Lo que implicaba, por contrapartida, que ser extranjero no era, ni mucho menos,
tan serio o importante. El súmmum de la egolatría made in Spain lo había
alcanzado, me parece a mí, el escritor don Ramiro de Maeztu en su Defensa de la
Hispanidad, que aunque era hijo de padre vasco y madre inglesa, se permitió
escribir: “El mundo no ha concebido ideal más elevado que el de la hispanidad”.

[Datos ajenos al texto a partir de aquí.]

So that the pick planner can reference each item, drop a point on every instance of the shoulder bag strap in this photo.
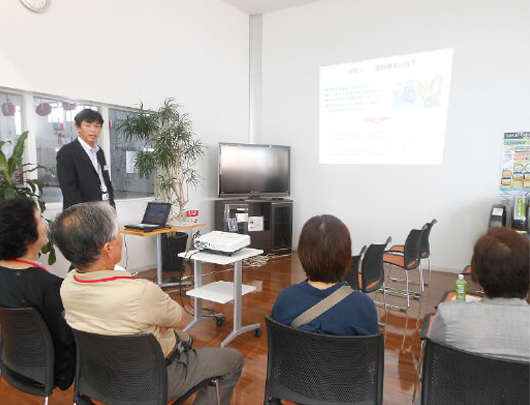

¡Ni siquiera admitía la posibilidad de que a lo largo del globo terráqueo
pudieran existir otros ideales comparables al gestado en la madre patria! Si a
tales concepciones excluyentes se añade la represión posterior de la dictadura,
los maltratos físicos, culturales, lingüísticos, ideológicos y económicos
perpetrados sobre todo en aquellas regiones españolas con una identidad
cultural propios, es comprensible el creciente desafecto y los anhelos
secesionistas que se observan en la actualidad.
Era lógico,
por tanto, que ante semejante menosprecio por los demás pueblos periféricos,
éstos reaccionasen de manera parecida. El tradicional nacionalismo español
había fomentado así otros nacionalismos excluyentes dentro de la misma piel de
toro de la geografía hispana. Tal como reflejaban ya las palabras del gran
poeta y escritor catalán del siglo XIX y principios del XX, Joan Maragall: “Lo
característico del sentimiento catalán es ser a la vez un amor y un desamor: un
amor a Cataluña que es desamor a Castilla”.1 A pesar de que tales palabras
fueron escritas hace más de un siglo, perfectamente se podrían haber dicho hoy,
pues reflejan bien la actual confrontación de nacionalismos: el centralista
contra el catalán, el vasco, el valenciano o el mallorquín. No obstante, ¿tiene
sentido tal confrontación nacionalista en un mundo dominado por la
globalización? Yo creo que es precisamente este dominio globalizador, el germen
de tanto nacionalismo contemporáneo.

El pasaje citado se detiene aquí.